Automata are defined by state transition diagrams. Here is one example:
This automaton processes strings containing the characters 0 and 1. It contains 4 states, \(q_{ee}\), \(q_{eo}\), \(q_{oe}\) and \(q_{oo}\).
While processing a string \(x\), the machine starts at the beginning of \(x\), and in the start state \(q_{ee}\) (as indicated by the arrow pointing to \(q_{ee}\)). As it processes each character, it follows the corresponding transitions (arrows). When it has finished processing the string, if it is in a final state (\(q_{eo}\) in this case, as indicated by the double circle), it accepts \(x\); otherwise it rejects \(x\).
For example, while processing \(1000110\), the machine will start in state \(q_{ee}\), then transition in order to states \(q_{eo}\) (after processing the 1), \(q_{oo}\) (after the first 0), then \(q_{eo}\), \(q_{oo}\), \(q_{eo}\), \(q_{ee}\), and finally end up in \(q_{eo}\). Since \(q_{eo}\) is an accepting state, the string \(1000110\) is accepted.
Although this model of computation is very limited, it is sophisticated enough to demonstrate several kinds of analysis that apply to more sophisticated models:
we'll talk about translating "programs" (automata) from one representation to another, and proving that those translations are correct. This is analagous to building and verifying compilers
we'll show how to optimise automata, again proving that our optimizations don't change the behavior of the program
we'll show that there are specifications (sets of strings) that can't be recognized by any automaton. Similar results apply to fully general models of computation, and have important practical implications.
we'll talk about non-determinism, an important concept when reasoning about programs.
Before we do any of that, we need to formalize the informal definition of an automaton and its operation.
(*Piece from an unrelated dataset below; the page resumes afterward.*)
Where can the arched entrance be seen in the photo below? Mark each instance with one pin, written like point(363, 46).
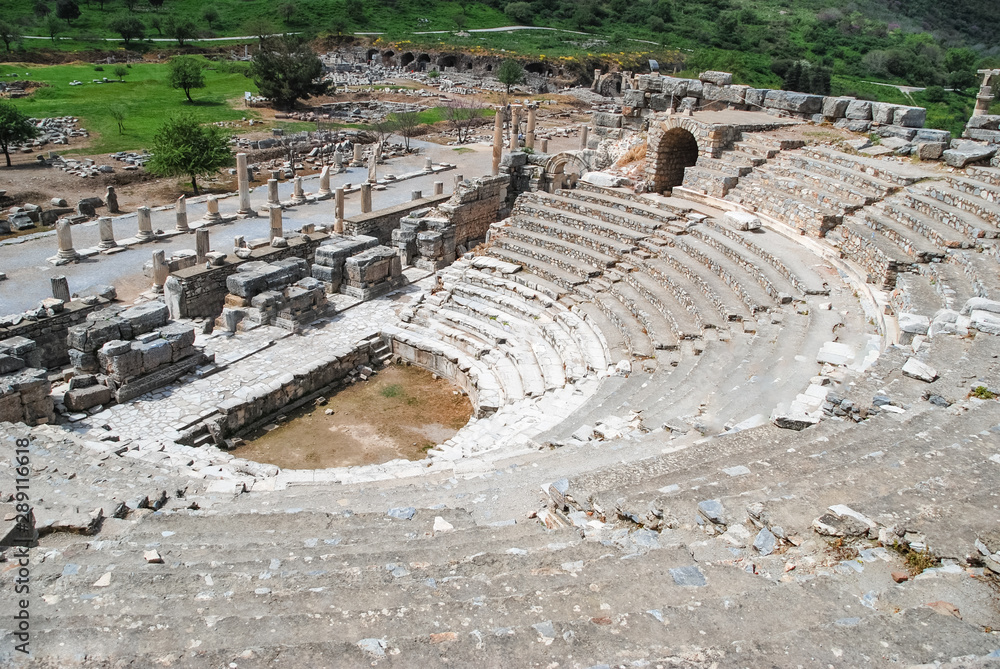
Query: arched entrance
point(672, 151)
point(564, 169)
Definitions: A deterministic finite automaton \(M\) is a 5-tuple \(M = (Q,Σ,δ,q_0,F)\), where
In the example diagram above,
\(q\) | \(a\) | \(δ(q,a)\) |
---|---|---|
\(q_{ee}\) | 0 | \(q_{oe}\) |
\(q_{ee}\) | 1 | \(q_{eo}\) |
\(q_{eo}\) | 0 | \(q_{oo}\) |
\(q_{eo}\) | 1 | \(q_{ee}\) |
\(q_{oe}\) | 0 | \(q_{ee}\) |
\(q_{oe}\) | 1 | \(q_{oo}\) |
\(q_{oo}\) | 0 | \(q_{eo}\) |
\(q_{oo}\) | 1 | \(q_{oe}\) |
Given an automaton \(M\), we define the extended transition function \(\hat{δ} : Q \times \Sigma^{\bf *} → Q\). Informally, \(\hat{δ}(q,x)\) tells us where \(M\) ends up after processing the entire string \(x\); contrast the domain with that of \(δ\), which processes only a single character. This distinction is important: since \(δ\) only processes characters, its domain is finite, so the description of the machine is finite; but \(\hat{δ}\) (which is not part of the description of the machine) can process an infinite number of strings.
Definition: Formally, we define the extended transition function \(\hat{δ} : Q \times Σ^* → Q\) inductively by \(\hat{δ}(q,ε) = q\), and \(\hat{δ}(q,xa) = δ(\hat{δ}(q,x), a)\).
The first part of this definition says that processing the empty string doesn't move the machine; the second part says that to process \(xa\), you first process \(x\), and then take one more step using \(a\) from wherever \(x\) gets you.